Most women and (we’re sure) some men on the internet have horror stories about the vast quantities of dong that parades through their private messages. Instagram, and its parent company Meta, are working on a tool that’ll prevent quite so many er… tools from turning up on the platform.
We’re not sure what it is about the male member (pun intended) of the species. Put some of them in the vicinity of a camera and they think that sharing grainy pictures of their schlong with everyone is okay. It isn’t. But that doesn’t seem to have stopped the sausage parade.
“Don’t be a dick.” – Instagram, probably
#Instagram is working on nudity protection for chats 👀
ℹ️ Technology on your device covers photos that may contain nudity in chats. Instagram CAN’T access photos. pic.twitter.com/iA4wO89DFd
— Alessandro Paluzzi (@alex193a) September 19, 2022
Instagram is working on a way to prevent unwanted nudes from showing up on the platform. It’s still early days, according to a statement sent to The Verge, but the days of drive-by dipstick distribution may be done.
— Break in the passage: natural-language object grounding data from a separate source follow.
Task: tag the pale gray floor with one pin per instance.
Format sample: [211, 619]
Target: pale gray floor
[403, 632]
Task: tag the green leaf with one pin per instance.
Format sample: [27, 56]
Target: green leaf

The feature (and it absolutely is a feature) involves building a nudity detection system that operates on-device. This means Instagram doesn’t have access to private images sent on the platform. Meta seems hyper-aware of privacy at the moment. “We’re working closely with experts to ensure these new features preserve people’s privacy, while giving them control over the messages they receive,” said a Meta spokesperson.
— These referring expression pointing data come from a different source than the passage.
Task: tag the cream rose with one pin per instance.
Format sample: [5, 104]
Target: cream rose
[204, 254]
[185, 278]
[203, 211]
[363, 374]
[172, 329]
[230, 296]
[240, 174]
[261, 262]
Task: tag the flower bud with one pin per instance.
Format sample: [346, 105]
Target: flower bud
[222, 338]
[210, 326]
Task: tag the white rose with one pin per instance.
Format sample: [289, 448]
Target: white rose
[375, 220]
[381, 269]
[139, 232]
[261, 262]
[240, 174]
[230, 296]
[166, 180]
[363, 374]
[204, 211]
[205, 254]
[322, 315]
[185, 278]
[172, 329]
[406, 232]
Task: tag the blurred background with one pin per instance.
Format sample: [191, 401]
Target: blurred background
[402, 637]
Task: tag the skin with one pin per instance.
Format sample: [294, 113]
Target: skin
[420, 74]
But the early version of the function is a bit of a double-edged sword. When enabled, it’ll conceal images that contain nudity. It’s possible to see the image, but you’ll have to choose to do so. Or you could turn off the feature entirely, facing the internet completely unprotected. Which is how things work right now.
Instagram’s genital concealment system still has a way to go before it merges with this reality. The company said that it would have more to share once it goes into real-world testing. We’d expect that it won’t work perfectly. Image recognition isn’t an exact science. It’s possible to mistake one thing (an unwelcome johnson) for another thing (an unwelcome Johnson) from the right angle.